Saturday 7 February 2015

PHP: objects as arrays, and can CFML benefit from the concept?

G'day:
We had a situation at work the other day in which we needed a collection class, I think it was Properties (that's in the real estate sense of "property", not the OO one: I work for an online travel company, and this was part of a search result). This is distinct from a single Property which represents a single hotel / hostel / whatever.

Using CFML we would have used a record set to represent this, and in PHP we'd generally represent this as an array (of individual Property objects). However the collection of Properties needed other behaviour as well: storing the minimum price per night, highest rating percentage etc. So we're definitely wanting an object of some description to keep the array of properties and other... erm... properties (in the OO sense now) defined together in the one place.

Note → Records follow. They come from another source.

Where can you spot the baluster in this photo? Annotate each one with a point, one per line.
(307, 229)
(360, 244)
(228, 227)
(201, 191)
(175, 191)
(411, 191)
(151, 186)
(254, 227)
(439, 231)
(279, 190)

A traditional approach might be this (pseudo code):

class Properties {
    Property[] properties;
    Decimal lowestPrice;
    Decimal highestRating;

    // and some accessors etc
}

And that would have been fine. However I rather liked the notion of instead of having to pluck the properties array out of the object before doing anything with it... just to use the object itself as an array. C# has an idea of Indexers, and I was pretty sure PHP had at least an Iterable interface, and perhaps some other bits and pieces that might work as well.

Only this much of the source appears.